Wednesday 21 April 2010

Accounting for football failure

We can see now the full extent of Portsmouth Football Club's indebtedness and, at £119M, it is quite staggering. Although Portsmouth fans are able to look forward to their team's appearance in the FA Cup final on 15 May there is no cause for optimism about the future of the club.

It seems as though the company's administrator, Andrew Andronikou, has successfully taken control of the catastrophic situation that he found on his appointment. He must also be somewhat relieved to think that the administration process, with the benefit of the cup final appearance, will not have squandered cash in the spectacular fashion exposed by the club's trading figures leading up to his appointment. He shouldn't get carried away, though. Portsmouth FC, in administration, has had the luxury of being able to play football without having to buy new players. The amortised cost of players' contracts, aside from wages, in the last five years before administration has been over £70M.

Almost everyone seems determined to secure the best possible outcome for the club and its creditors in the form of a Company Voluntary Arrangement (CVA). There is good reason for this. If the club cannot reach an agreement with its creditors, including the taxman who is owed at least £17M, then the only option for the administrator is to put the company into liquidation. If that were to happen then all the players' registrations would revert either to the Premier League or the Football League. This would be a disaster for the creditors as the players' contracts are valued by Mr Andronikou at £30M on a going-concern basis. Apart from selling players the club has almost no other way of returning funds to its creditors.

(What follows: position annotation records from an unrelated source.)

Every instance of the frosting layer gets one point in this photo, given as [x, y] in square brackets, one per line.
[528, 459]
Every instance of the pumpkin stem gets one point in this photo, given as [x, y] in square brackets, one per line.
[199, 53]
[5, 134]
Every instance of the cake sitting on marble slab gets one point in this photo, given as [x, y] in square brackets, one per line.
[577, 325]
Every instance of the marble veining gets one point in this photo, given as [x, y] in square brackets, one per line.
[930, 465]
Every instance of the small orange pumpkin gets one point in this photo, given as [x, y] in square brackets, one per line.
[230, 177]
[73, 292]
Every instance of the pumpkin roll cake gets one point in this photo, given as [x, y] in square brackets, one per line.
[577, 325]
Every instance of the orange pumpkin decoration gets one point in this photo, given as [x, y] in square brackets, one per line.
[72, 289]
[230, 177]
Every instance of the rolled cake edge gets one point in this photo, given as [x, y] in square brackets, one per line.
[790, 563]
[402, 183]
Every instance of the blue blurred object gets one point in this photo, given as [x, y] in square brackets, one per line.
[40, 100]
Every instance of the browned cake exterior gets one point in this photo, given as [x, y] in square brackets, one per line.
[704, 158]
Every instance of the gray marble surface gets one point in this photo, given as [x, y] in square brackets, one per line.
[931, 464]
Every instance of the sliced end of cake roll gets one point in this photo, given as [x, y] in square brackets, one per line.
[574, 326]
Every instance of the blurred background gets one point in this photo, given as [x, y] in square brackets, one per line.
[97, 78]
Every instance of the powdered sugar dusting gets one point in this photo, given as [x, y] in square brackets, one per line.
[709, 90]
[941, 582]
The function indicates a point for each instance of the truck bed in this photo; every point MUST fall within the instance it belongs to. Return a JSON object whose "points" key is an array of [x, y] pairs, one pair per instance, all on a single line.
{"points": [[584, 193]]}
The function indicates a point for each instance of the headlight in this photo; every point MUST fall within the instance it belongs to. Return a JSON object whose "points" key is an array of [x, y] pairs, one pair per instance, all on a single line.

So what would happen in a CVA? Firstly Andrew Andronikou would be appointed as 'Joint Supervisor' with control over all the company's business. That sounds simple but it isn't. His report to creditors includes the trading figures for the last five years. These reveal spectacular and increasing losses totalling £58M. That is quite some trend that Mr Andronikou would have to buck. Yet, as an able accountant, Portsmouth's would-be supervisor might wonder whether the accounts do not tell the full story of the losses at Fratton Park. Football finances are extraordinarily obscure, with some owners running their clubs as an expensive hobby whilst others milk them as cash cows, but the basic bookkeeping equation still holds true, 'Liabilities = Losses + Assets' (Accounting and Bookkeeping College free taster course). The statement of affairs for Portsmouth FC can only find assets with a book value of less than £40M leaving a further loss, not accounted for, of £20M.

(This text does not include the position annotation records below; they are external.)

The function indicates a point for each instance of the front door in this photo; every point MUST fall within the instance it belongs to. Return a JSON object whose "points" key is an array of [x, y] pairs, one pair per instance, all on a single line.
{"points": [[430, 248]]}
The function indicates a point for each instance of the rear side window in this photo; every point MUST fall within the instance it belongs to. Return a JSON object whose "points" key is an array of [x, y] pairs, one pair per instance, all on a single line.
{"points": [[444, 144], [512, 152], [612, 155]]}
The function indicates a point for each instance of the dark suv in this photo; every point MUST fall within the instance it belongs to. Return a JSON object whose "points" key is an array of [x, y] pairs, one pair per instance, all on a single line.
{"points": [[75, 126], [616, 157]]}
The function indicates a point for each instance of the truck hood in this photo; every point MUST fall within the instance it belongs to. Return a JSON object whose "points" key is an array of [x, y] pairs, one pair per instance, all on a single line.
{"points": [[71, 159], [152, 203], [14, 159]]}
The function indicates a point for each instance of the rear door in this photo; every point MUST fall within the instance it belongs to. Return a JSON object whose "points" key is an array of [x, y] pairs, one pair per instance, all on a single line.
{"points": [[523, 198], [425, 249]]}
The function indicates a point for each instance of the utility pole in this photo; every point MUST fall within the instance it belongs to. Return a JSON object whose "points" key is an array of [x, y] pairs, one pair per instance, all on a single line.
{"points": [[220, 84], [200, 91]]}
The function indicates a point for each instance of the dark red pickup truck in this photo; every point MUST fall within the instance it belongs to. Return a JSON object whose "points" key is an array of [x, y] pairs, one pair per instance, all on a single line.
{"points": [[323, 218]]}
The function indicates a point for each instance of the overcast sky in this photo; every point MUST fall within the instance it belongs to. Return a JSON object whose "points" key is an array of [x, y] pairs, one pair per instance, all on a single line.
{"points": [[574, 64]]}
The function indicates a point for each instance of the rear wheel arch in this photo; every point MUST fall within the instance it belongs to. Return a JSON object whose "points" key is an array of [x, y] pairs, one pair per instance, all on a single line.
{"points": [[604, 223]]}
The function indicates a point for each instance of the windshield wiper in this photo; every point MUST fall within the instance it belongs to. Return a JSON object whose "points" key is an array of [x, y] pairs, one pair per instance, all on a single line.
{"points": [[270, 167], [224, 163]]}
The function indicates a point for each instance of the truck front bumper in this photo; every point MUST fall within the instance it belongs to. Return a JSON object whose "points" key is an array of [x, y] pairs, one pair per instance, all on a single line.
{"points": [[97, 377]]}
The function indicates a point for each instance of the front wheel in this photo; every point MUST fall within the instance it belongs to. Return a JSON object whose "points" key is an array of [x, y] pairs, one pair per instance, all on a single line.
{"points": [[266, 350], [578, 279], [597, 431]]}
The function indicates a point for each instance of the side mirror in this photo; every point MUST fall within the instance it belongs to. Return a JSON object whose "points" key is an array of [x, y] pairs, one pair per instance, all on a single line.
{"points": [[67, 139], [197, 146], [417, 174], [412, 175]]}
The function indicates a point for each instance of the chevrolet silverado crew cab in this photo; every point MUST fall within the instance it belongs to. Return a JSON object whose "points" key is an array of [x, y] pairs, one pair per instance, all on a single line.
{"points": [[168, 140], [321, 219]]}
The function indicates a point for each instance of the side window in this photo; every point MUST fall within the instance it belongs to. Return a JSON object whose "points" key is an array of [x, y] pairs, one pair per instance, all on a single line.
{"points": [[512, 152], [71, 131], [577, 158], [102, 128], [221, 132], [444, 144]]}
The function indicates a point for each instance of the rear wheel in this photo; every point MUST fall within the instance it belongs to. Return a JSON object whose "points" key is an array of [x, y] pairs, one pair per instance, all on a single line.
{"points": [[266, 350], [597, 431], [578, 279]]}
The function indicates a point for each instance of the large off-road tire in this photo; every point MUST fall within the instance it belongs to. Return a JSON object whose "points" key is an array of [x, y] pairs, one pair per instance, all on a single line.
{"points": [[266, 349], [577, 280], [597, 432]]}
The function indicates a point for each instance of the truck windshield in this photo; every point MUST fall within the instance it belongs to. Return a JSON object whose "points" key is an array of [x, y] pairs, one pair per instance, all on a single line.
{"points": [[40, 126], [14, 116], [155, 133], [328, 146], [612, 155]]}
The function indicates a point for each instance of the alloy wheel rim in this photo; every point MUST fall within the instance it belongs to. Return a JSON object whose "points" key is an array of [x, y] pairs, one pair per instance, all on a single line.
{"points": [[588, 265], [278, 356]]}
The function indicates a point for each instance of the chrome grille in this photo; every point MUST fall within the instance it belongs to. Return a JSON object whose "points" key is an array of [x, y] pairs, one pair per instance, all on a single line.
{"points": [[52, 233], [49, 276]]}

History doesn't provide any encouragement. Portsmouth FC is following in the footsteps of Leeds United, amongst others. The accounts at Elland Road didn't look as bad as they do at Fratton Park as Leeds tumbled out of the Premiership after a couple of seasons of over-spending. So Leeds with its enormous football reputation and hordes of fans was a more attractive prospect for a buyer but still only managed to secure a very shaky deal with Ken Bates before dropping further into League One. Perhaps, after considering the fate of Leeds United, Mr Andronikou ought to consider the story of Wimbledon which went from the top flight to oblivion?

It isn't part of the administrator's brief to secure footballing success for Portsmouth only to try and keep the club alive in some form and return the maximum amount of cash to the creditors. At first sight those two objectives seem to be neatly aligned but the accounts revealed in the administrator's report look very bad indeed. The CVA, approved by the Premier League and the Football League, is the sensible way out of administration but, once the players are sold, the way out of the CVA, in the absence of an indulgent new owner, may be abrupt and terminal.